In this section, you'll be introduced to two libraries you will use extensively during your career as a Data Scientist: Numpy and Pandas!
You will be able to:
- Identify the importance of Numpy, Pandas, and Matplotlib for Data Scientists.
- Understand why this topic will help you become a Data Scientist.
Now that we've learned some python skills and some data science knowledge, it's time to start gaining experience with the tools the professionals use. There are 2 languages that are heavily used in Data Science: Python and R. As you've probably surmised by now, we'll be focusing on Python. One of the great benefits of the Python language is that it has a very active Open-Source community, which means tons of great libraries and frameworks we can use to do the heavy lifting. One of the main reasons that Python is such a great choice for Data Science is that the Scientific Community has written plenty of great packages to do all advanced things we need. This means that when we use Python, we have access to wealth of robust, effective tools written and maintained by an army of volunteers and professionals.
In this section, we're going to dig into 2 of the most foundational libraries in the Data Science toolbox--Numpy and Pandas!
The two most foundational libraries in the Data Science 'Stack' are Numpy and Pandas. In this section, we're going to dig into both libraries and get a feel for how they can make our lives easier and allow us to do amazing things with data with just a few lines of code.

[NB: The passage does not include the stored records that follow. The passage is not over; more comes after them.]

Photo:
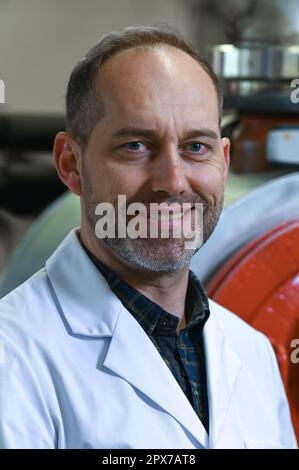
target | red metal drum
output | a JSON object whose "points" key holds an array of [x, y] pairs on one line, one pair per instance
{"points": [[260, 283]]}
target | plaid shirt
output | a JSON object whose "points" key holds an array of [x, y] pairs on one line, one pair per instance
{"points": [[183, 352]]}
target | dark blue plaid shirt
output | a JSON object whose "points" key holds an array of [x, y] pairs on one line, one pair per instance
{"points": [[183, 352]]}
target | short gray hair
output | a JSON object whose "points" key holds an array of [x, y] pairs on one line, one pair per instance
{"points": [[83, 108]]}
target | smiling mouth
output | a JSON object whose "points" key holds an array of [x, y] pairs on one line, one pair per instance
{"points": [[169, 218]]}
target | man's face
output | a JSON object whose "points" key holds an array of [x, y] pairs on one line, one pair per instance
{"points": [[159, 141]]}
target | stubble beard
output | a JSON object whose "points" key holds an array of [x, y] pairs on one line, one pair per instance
{"points": [[151, 254]]}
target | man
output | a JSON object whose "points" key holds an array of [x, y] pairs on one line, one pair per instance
{"points": [[115, 344]]}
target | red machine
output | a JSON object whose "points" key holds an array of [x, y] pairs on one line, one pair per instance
{"points": [[251, 266]]}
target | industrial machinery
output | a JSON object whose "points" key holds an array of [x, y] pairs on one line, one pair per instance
{"points": [[259, 70]]}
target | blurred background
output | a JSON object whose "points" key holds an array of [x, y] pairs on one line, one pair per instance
{"points": [[251, 263]]}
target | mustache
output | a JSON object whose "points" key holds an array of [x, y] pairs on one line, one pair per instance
{"points": [[177, 200]]}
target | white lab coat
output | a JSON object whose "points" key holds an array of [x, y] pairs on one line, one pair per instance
{"points": [[78, 371]]}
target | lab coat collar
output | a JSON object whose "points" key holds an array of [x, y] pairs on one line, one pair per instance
{"points": [[90, 308], [223, 367], [85, 299]]}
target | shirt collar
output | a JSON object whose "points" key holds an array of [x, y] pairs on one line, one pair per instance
{"points": [[147, 312]]}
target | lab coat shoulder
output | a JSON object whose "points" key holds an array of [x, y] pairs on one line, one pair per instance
{"points": [[260, 365], [25, 418]]}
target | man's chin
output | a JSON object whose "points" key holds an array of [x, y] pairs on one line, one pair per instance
{"points": [[154, 255]]}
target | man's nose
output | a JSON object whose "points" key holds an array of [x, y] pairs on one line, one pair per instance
{"points": [[168, 173]]}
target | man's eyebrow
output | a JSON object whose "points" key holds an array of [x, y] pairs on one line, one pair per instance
{"points": [[136, 131], [201, 133], [143, 132]]}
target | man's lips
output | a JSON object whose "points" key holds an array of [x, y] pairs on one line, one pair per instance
{"points": [[169, 218]]}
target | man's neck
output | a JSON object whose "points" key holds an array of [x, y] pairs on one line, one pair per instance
{"points": [[165, 289]]}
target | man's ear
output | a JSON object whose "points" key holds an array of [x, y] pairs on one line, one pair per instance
{"points": [[67, 156], [226, 152]]}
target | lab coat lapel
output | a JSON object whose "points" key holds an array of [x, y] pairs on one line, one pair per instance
{"points": [[133, 357], [223, 367]]}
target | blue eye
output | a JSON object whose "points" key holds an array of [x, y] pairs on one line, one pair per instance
{"points": [[195, 147], [134, 145]]}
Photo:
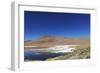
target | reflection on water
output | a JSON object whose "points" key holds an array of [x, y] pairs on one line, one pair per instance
{"points": [[41, 56]]}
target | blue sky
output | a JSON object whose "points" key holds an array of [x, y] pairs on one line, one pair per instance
{"points": [[69, 25]]}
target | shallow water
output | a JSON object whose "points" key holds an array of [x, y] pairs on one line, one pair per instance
{"points": [[39, 56]]}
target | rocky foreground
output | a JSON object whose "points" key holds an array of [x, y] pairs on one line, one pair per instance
{"points": [[79, 53], [82, 51]]}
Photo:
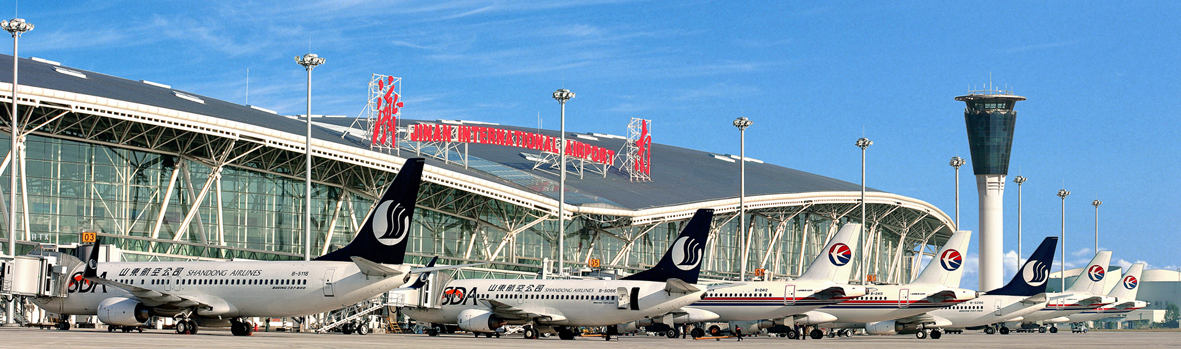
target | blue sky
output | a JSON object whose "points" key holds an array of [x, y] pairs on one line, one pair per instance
{"points": [[1101, 81]]}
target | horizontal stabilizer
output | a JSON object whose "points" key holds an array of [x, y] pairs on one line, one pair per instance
{"points": [[677, 285], [1035, 298], [431, 269], [370, 268]]}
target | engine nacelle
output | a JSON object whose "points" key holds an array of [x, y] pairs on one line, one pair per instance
{"points": [[122, 311], [882, 328], [480, 321]]}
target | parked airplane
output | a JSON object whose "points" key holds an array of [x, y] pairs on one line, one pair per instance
{"points": [[558, 305], [1023, 295], [1085, 294], [1124, 292], [780, 302], [125, 294], [891, 309]]}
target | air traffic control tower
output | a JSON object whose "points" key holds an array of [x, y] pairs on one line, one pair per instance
{"points": [[990, 120]]}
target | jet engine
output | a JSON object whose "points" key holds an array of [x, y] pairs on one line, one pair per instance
{"points": [[480, 321], [122, 311]]}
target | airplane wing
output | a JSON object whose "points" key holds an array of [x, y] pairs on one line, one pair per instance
{"points": [[677, 285], [150, 298], [1035, 298], [508, 311]]}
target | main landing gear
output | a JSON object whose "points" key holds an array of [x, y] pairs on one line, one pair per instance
{"points": [[240, 327]]}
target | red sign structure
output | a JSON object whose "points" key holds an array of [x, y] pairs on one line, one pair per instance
{"points": [[644, 151], [523, 139], [387, 109]]}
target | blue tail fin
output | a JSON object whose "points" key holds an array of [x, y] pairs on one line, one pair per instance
{"points": [[383, 237], [1032, 277], [423, 277], [684, 257]]}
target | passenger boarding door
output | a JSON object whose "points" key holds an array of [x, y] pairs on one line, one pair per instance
{"points": [[328, 280], [789, 295]]}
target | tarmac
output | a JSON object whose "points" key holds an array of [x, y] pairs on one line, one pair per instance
{"points": [[27, 337]]}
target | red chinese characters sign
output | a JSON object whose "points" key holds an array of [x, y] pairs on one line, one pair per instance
{"points": [[523, 139], [644, 151], [387, 106]]}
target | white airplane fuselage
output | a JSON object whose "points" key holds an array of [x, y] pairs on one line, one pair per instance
{"points": [[230, 288], [769, 300], [986, 309], [560, 302], [892, 302]]}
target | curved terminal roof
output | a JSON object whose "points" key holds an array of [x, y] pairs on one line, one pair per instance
{"points": [[683, 179]]}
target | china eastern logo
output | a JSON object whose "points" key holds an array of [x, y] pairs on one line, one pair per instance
{"points": [[840, 254], [1130, 282], [1095, 272], [951, 259]]}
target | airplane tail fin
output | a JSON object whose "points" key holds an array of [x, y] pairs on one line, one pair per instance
{"points": [[1032, 277], [92, 259], [835, 261], [1090, 280], [947, 267], [423, 276], [1128, 287], [683, 261], [383, 237]]}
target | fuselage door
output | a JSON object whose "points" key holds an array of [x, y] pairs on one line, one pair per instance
{"points": [[328, 280], [634, 302]]}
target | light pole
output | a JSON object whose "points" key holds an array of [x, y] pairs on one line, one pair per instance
{"points": [[742, 123], [1062, 238], [308, 61], [862, 143], [956, 163], [15, 27], [562, 96], [1096, 204], [1019, 180]]}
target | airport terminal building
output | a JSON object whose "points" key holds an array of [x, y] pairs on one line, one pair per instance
{"points": [[163, 173]]}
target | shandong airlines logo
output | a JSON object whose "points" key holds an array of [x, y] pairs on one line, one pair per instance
{"points": [[1036, 272], [390, 224], [840, 254], [1095, 272], [951, 259], [686, 252]]}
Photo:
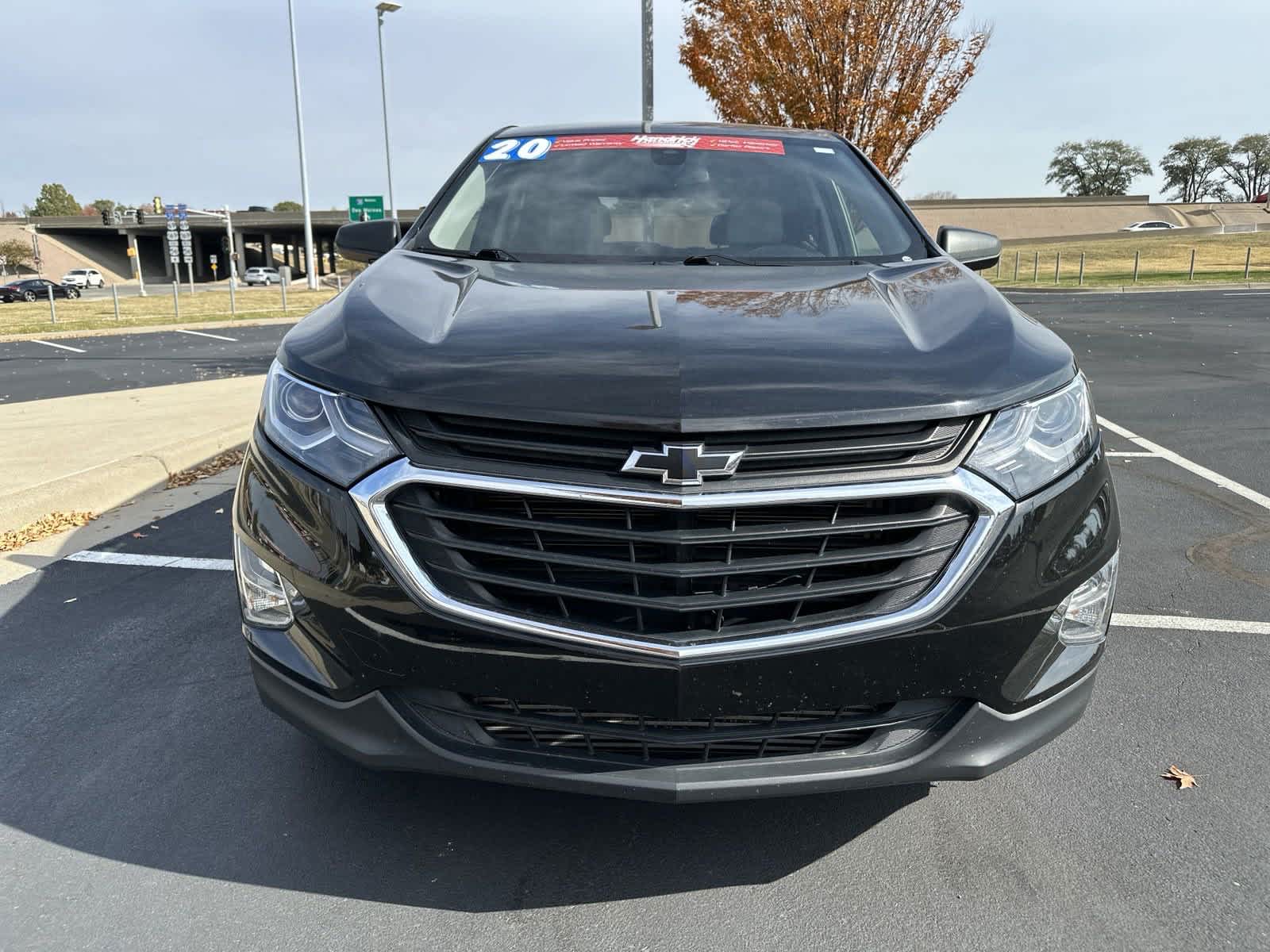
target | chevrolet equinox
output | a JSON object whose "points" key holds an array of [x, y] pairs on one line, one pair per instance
{"points": [[675, 461]]}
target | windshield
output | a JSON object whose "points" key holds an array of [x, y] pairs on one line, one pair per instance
{"points": [[671, 198]]}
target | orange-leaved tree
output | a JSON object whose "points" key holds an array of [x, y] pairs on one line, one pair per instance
{"points": [[882, 73]]}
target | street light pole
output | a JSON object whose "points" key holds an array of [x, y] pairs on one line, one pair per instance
{"points": [[647, 55], [387, 6], [310, 273]]}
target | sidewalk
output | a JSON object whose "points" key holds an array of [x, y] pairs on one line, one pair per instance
{"points": [[98, 451]]}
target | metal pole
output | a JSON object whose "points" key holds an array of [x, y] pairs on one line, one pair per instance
{"points": [[647, 33], [229, 235], [384, 95], [300, 137], [137, 263]]}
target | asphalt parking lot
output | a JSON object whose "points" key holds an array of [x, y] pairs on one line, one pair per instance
{"points": [[149, 801]]}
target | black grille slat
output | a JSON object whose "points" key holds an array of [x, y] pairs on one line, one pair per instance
{"points": [[768, 454], [633, 738], [679, 574]]}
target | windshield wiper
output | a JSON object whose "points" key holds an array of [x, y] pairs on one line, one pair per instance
{"points": [[486, 254], [714, 259]]}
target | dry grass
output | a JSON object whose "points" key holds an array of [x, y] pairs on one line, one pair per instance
{"points": [[156, 309], [44, 527], [230, 457], [1162, 260]]}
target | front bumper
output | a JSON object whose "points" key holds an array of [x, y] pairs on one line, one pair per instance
{"points": [[360, 643], [372, 731]]}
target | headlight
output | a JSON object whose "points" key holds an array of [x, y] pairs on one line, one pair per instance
{"points": [[333, 435], [1032, 444]]}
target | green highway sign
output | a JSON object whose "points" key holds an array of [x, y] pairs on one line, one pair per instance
{"points": [[365, 207]]}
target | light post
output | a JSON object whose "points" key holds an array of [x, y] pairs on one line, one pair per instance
{"points": [[310, 273], [387, 6]]}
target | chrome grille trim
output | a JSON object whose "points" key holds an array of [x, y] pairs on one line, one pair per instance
{"points": [[994, 511]]}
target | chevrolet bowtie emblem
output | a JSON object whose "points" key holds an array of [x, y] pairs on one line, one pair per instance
{"points": [[683, 463]]}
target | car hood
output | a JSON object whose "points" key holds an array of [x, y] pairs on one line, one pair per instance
{"points": [[677, 348]]}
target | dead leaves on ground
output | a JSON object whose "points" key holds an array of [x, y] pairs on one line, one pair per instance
{"points": [[219, 463], [44, 527], [1184, 780]]}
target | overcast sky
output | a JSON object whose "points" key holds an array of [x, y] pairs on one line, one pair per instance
{"points": [[192, 99]]}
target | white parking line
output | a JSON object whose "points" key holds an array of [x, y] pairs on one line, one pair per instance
{"points": [[1185, 624], [60, 347], [1202, 471], [89, 555], [201, 334]]}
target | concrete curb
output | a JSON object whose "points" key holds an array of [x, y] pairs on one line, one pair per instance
{"points": [[108, 486]]}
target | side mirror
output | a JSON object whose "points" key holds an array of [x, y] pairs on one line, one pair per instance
{"points": [[366, 240], [977, 251]]}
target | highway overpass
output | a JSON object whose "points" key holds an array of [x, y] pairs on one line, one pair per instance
{"points": [[260, 238]]}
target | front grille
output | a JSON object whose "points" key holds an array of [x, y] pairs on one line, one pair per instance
{"points": [[679, 575], [768, 454], [628, 738]]}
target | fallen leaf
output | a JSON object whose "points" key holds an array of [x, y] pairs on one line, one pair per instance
{"points": [[44, 527], [1184, 780]]}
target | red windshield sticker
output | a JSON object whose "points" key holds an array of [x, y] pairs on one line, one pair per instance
{"points": [[718, 144]]}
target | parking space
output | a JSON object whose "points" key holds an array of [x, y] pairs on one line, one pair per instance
{"points": [[149, 801], [37, 370]]}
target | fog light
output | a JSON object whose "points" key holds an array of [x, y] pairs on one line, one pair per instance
{"points": [[260, 589], [1085, 615]]}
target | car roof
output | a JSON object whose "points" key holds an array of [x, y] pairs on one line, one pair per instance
{"points": [[664, 129]]}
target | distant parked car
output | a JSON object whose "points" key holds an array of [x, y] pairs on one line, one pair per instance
{"points": [[36, 290], [262, 276], [84, 278], [1149, 226]]}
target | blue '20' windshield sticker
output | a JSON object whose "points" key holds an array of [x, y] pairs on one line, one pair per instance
{"points": [[514, 150]]}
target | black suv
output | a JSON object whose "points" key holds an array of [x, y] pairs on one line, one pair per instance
{"points": [[675, 463]]}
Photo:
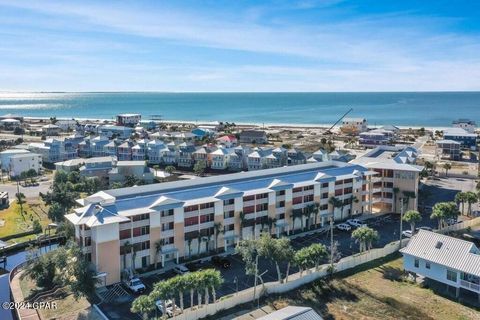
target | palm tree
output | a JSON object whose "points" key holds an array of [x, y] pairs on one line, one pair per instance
{"points": [[215, 281], [158, 247], [444, 210], [127, 247], [365, 236], [471, 197], [460, 198], [352, 200], [316, 212], [447, 166], [336, 204], [217, 228], [242, 223], [396, 190], [271, 223], [412, 217], [189, 246], [163, 291], [144, 305]]}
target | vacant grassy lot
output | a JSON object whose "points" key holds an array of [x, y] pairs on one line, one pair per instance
{"points": [[378, 291], [13, 222], [67, 306]]}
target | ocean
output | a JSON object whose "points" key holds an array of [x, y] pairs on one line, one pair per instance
{"points": [[429, 109]]}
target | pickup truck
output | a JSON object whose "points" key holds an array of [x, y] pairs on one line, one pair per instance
{"points": [[135, 285]]}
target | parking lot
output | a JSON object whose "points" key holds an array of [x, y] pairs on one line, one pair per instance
{"points": [[388, 227]]}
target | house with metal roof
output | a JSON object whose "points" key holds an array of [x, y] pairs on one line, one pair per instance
{"points": [[398, 177], [293, 313], [467, 139], [445, 259]]}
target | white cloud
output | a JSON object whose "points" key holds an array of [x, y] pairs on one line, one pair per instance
{"points": [[395, 51]]}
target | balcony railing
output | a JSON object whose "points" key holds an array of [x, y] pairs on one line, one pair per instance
{"points": [[470, 285]]}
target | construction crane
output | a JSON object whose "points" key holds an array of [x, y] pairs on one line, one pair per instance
{"points": [[329, 130]]}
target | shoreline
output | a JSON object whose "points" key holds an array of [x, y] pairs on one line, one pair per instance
{"points": [[266, 125]]}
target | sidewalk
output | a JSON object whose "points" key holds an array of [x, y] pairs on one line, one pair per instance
{"points": [[30, 314]]}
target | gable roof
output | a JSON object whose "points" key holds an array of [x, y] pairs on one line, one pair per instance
{"points": [[448, 251]]}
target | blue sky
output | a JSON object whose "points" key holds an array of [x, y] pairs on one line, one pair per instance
{"points": [[308, 45]]}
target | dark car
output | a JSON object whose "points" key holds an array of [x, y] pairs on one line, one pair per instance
{"points": [[221, 262]]}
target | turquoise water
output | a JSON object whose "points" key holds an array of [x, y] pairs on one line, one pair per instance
{"points": [[403, 109]]}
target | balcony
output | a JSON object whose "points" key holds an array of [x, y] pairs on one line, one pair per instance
{"points": [[470, 286]]}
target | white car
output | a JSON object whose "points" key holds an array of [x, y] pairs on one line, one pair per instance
{"points": [[355, 223], [135, 285], [168, 305], [344, 227], [407, 233], [180, 269]]}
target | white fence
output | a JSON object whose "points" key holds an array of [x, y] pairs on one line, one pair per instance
{"points": [[461, 225], [294, 281]]}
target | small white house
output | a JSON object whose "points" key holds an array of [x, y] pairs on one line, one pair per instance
{"points": [[128, 119], [51, 130], [24, 162], [465, 124], [354, 125], [445, 259]]}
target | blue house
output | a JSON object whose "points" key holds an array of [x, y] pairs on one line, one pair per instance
{"points": [[445, 259], [467, 140], [201, 132]]}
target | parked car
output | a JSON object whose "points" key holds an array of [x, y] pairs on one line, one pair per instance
{"points": [[168, 306], [424, 228], [136, 285], [180, 269], [344, 227], [221, 262], [194, 266], [451, 221], [407, 233], [355, 223]]}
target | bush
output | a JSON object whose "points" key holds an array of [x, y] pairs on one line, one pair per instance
{"points": [[37, 227]]}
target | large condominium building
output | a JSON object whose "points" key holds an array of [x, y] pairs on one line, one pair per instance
{"points": [[186, 217], [397, 180]]}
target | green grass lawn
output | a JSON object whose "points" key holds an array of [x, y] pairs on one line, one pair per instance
{"points": [[378, 290], [13, 222], [66, 305]]}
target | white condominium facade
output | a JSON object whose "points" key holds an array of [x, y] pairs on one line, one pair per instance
{"points": [[194, 217]]}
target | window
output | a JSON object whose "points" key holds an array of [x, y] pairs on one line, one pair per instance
{"points": [[190, 221], [308, 198], [229, 214], [207, 205], [139, 217], [125, 234], [451, 275], [166, 213], [190, 208], [248, 198], [228, 202]]}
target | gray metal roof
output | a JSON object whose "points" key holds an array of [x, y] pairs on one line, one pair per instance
{"points": [[293, 313], [448, 251]]}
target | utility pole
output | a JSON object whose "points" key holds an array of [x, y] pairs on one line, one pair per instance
{"points": [[331, 243], [401, 221]]}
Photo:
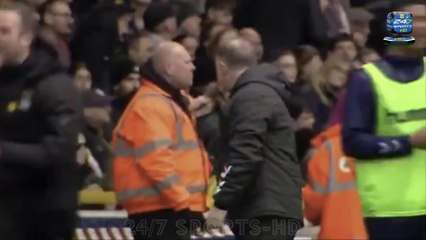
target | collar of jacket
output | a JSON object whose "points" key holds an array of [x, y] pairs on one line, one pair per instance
{"points": [[151, 76]]}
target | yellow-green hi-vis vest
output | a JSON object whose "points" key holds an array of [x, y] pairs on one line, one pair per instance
{"points": [[395, 187]]}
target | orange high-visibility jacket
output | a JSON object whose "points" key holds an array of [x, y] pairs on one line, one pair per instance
{"points": [[159, 162], [331, 198]]}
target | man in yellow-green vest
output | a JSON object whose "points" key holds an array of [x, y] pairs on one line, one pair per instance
{"points": [[384, 128]]}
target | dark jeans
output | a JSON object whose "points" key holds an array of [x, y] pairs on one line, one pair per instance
{"points": [[164, 225], [396, 228], [265, 228]]}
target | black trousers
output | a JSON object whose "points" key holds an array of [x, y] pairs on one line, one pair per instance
{"points": [[400, 228], [164, 225], [26, 217], [265, 228]]}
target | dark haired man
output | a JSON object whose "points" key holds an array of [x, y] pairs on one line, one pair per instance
{"points": [[39, 122]]}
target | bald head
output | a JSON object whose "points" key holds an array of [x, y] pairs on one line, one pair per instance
{"points": [[174, 63], [249, 33], [253, 37], [165, 51], [237, 53]]}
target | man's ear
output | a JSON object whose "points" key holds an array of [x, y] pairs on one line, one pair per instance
{"points": [[47, 18]]}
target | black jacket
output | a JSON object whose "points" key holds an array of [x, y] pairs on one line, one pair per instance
{"points": [[283, 24], [263, 173], [40, 117]]}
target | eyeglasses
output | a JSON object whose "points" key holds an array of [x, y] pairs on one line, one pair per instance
{"points": [[64, 15]]}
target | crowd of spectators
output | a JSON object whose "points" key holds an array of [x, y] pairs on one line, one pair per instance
{"points": [[105, 45]]}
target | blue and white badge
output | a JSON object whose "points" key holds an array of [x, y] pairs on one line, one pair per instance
{"points": [[399, 25]]}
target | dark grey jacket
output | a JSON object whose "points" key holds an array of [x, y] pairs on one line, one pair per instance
{"points": [[264, 176]]}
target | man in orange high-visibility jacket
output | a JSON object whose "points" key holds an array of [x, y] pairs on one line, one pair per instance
{"points": [[161, 171], [330, 197]]}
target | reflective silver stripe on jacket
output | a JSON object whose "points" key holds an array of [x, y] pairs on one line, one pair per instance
{"points": [[158, 188], [123, 150], [333, 185]]}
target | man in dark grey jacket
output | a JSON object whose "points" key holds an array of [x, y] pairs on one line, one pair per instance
{"points": [[261, 188]]}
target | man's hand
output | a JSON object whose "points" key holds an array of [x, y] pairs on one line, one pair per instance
{"points": [[418, 139], [215, 219], [201, 106]]}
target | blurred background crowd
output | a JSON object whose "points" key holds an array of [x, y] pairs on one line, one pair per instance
{"points": [[105, 44]]}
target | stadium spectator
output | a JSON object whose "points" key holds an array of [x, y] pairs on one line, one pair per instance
{"points": [[160, 20], [283, 24], [82, 77], [101, 41], [344, 48], [336, 14], [140, 48], [39, 125], [286, 61], [57, 27], [126, 81], [387, 136], [327, 85], [97, 117], [369, 55], [308, 63], [137, 23], [250, 35], [260, 145], [205, 72], [189, 42], [158, 121]]}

The Python library that's most important to Data Scientists is almost certainly Numpy. Numpy is a Numerical Computation Library, because it provides the building blocks for all of the other amazing Python libraries such as Pandas, in addition to providing a quick and easy way to do avanced mathematical computations. In a few short lessons, we're going to learn all about how Numpy works, how we can use it to quickly perform advanced math and computations, and how it fits into Data Science as a whole.
Pandas is a library for Data Analysis that makes Python a much more effective tool for Data Science. Pandas allows us to create DataFrames to organize and work with any dataset. You'll probably recognize DataFrames when you see them--they look just like an Excel Spreadsheet! In this section, we're going to get A LOT of practice in with Pandas. You'll learn how Data Scientists use pandas to quickly and effectively read, store, manipulate, and export data. The best part is, it's a one-stop shop, since it is built on top of libraries like Numpy and Matplotlib!
In this lesson, we learned about Numpy and Pandas, and how they'll be the focus of this section.